Building multimodal generative audio systems for more immersive listening experiences.
Focus: Multi-Modal Generative AI · Speech Synthesis · Spatial Audio
I am an undergraduate student at Turing Class, Chu Kochen Honors College, Zhejiang University, majoring in Artificial Intelligence. I currently work in the Audio Research Team at Zhejiang University, under the supervision of Prof. Zhou Zhao.
My research interest lies in Multi-Modal Generative AI, with a particular focus on Speech Synthesis and Spatial Audio Generation. My work aims to build immersive auditory experiences through advanced generative modeling (e.g., Flow Matching). I have papers published or under review at top-tier venues including NeurIPS, ACM MM, and ACL.
I am always open to potential collaborations and opportunities. Feel free to reach out.
🔥 News
📝 Publications

CSAVocoder: A Causal Spatial Audio Vocoder Towards Real-Time Spatial Audio Generation
#Zhiyuan Zhu, #Han Wang, et al.
- We introduce CSAVocoder, a strictly causal streaming neural vocoder. It features a Spatial Adaptor to fuse pose information and a Spatial Consistency Discriminator to explicitly supervise inter-channel phase and level differences.
- The model achieves high-fidelity waveform reconstruction while preserving precise spatial rendering, all within a constant memory overhead suitable for real-time streaming.

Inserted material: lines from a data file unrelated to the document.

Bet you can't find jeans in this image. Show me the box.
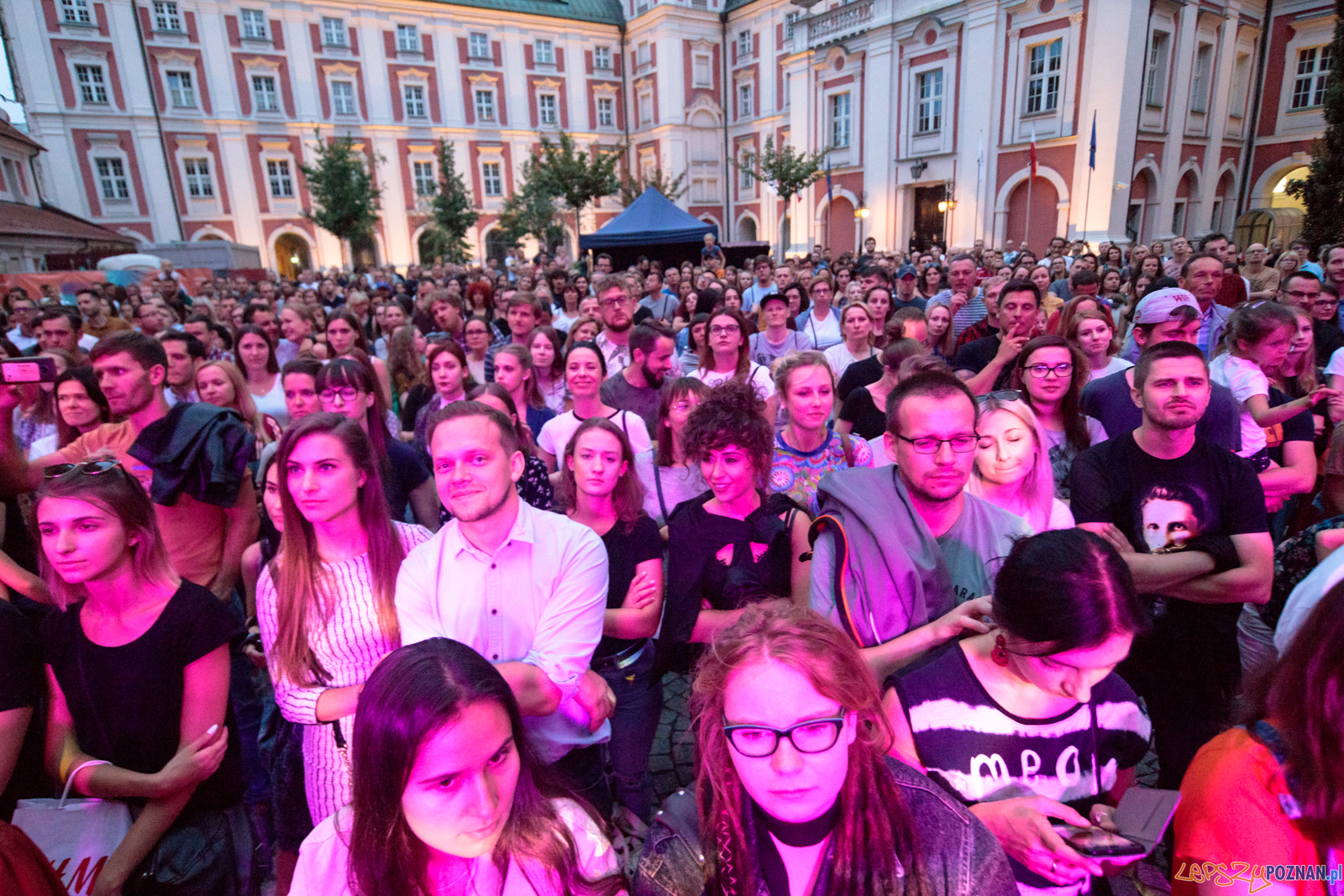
[598,642,663,824]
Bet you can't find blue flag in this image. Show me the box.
[1087,109,1097,170]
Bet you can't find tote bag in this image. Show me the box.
[13,759,130,893]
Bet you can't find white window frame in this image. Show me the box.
[60,0,92,25]
[76,62,108,106]
[181,156,215,199]
[916,69,943,134]
[1144,31,1171,109]
[1023,38,1064,116]
[396,24,425,52]
[331,81,359,116]
[266,159,294,199]
[251,74,280,112]
[238,9,269,40]
[472,87,499,123]
[92,156,130,203]
[1289,43,1336,112]
[412,160,438,199]
[155,0,181,31]
[323,16,349,47]
[481,160,504,199]
[827,90,853,149]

Comprehensive Benchmarking of Long-Form Speech Generation in Diverse Scenarios
#Changhao Pan, #Rui Yang, #Han Wang, et al.
- We propose LFS-Bench, a standardized benchmark decomposing “long-form quality” into acoustics, semantics, and expressiveness. It includes 1,101 samples spanning 17 diverse scenarios (e.g., dialogues, audiobooks).

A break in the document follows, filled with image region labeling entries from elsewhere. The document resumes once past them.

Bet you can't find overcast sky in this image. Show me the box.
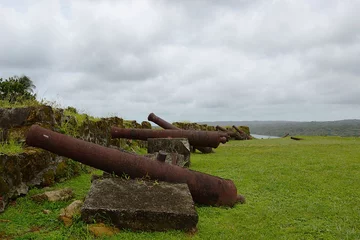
[0,0,360,122]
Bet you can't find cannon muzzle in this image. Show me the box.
[26,125,242,206]
[111,127,226,148]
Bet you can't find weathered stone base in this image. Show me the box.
[81,178,198,231]
[144,152,188,167]
[148,138,190,167]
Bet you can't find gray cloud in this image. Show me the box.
[0,0,360,121]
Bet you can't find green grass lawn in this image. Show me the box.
[0,137,360,239]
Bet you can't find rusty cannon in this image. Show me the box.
[148,113,227,153]
[111,127,227,148]
[26,125,245,206]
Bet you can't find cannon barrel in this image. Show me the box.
[111,127,226,148]
[26,125,244,206]
[148,113,227,153]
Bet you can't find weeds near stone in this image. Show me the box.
[0,140,24,155]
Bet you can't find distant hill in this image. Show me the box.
[200,119,360,137]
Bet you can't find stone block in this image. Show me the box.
[81,177,198,231]
[148,138,190,167]
[144,153,189,167]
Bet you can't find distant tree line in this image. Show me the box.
[203,119,360,137]
[0,75,36,103]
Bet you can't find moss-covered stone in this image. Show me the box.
[42,169,55,186]
[55,161,69,180]
[0,176,10,197]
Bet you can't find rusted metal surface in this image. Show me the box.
[26,125,243,206]
[111,127,226,148]
[148,113,213,153]
[156,151,167,162]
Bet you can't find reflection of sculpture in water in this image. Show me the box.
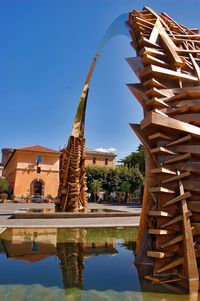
[57,242,84,289]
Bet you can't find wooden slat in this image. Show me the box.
[151,167,176,175]
[149,186,175,193]
[166,135,192,147]
[140,63,200,82]
[148,229,172,235]
[161,171,190,184]
[149,132,172,140]
[147,251,174,258]
[162,191,191,208]
[149,210,173,217]
[173,145,200,155]
[157,257,184,273]
[160,215,183,229]
[160,234,183,249]
[162,153,191,164]
[151,146,176,155]
[141,112,200,137]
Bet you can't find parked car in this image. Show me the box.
[30,196,49,203]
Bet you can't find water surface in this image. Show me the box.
[0,228,198,301]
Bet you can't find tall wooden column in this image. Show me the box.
[127,7,200,293]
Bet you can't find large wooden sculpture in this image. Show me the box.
[58,55,98,211]
[127,7,200,292]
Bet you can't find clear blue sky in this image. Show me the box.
[0,0,200,158]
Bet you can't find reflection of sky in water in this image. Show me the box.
[0,229,197,301]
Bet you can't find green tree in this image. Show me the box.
[120,144,145,175]
[90,180,102,202]
[120,181,131,202]
[0,177,9,193]
[86,166,143,200]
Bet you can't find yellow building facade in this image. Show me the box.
[0,145,116,197]
[3,145,60,197]
[85,149,116,168]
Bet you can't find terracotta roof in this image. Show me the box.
[16,145,60,154]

- Our extensive experiments reveal that current SOTA models still struggle significantly with consistency and hierarchy in highly expressive scenarios compared to real recordings.

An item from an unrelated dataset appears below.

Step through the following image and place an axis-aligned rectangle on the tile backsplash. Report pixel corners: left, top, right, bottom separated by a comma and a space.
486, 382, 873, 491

[A Multimodal Evaluation Framework for Spatial Audio Playback Systems: From Localization to Listener Preference]
Changhao Pan, Wenxiang Guo, Yu Zhang, Zhiyuan Zhu, Zhetao Chen, Han Wang, Zhou Zhao ACM MM 2025
[MRSAudio: A Large-Scale Multimodal Recorded Spatial Audio Dataset with Refined Annotations]
Wenxiang Guo, Changhao Pan, Zhiyuan Zhu, Xintong Hu, Yu Zhang, Li Tang, Rui Yang, Han Wang, et al. NeurIPS 2025
🎖 Honors and Awards
- 2024 First-class Scholarship in Zhejiang University
- 2025 Second-class Scholarship in Zhejiang University
- 2025 National Student Research Training Program
📖 Education
- 2023.08 - Present Undergraduate, Chu Kochen Honors College, Zhejiang University
💻 Internships
- 2024.04 – 2025.12 Research Assistant, Audio Research Team, Zhejiang University.
Under the supervision of Prof. Zhou Zhao. - 2026.01 – Present MLE Intern (TTS), VUI Lab, Hangzhou.
Mentored by Mengxiao Bi; under the supervision of Prof. Yanmin Qian.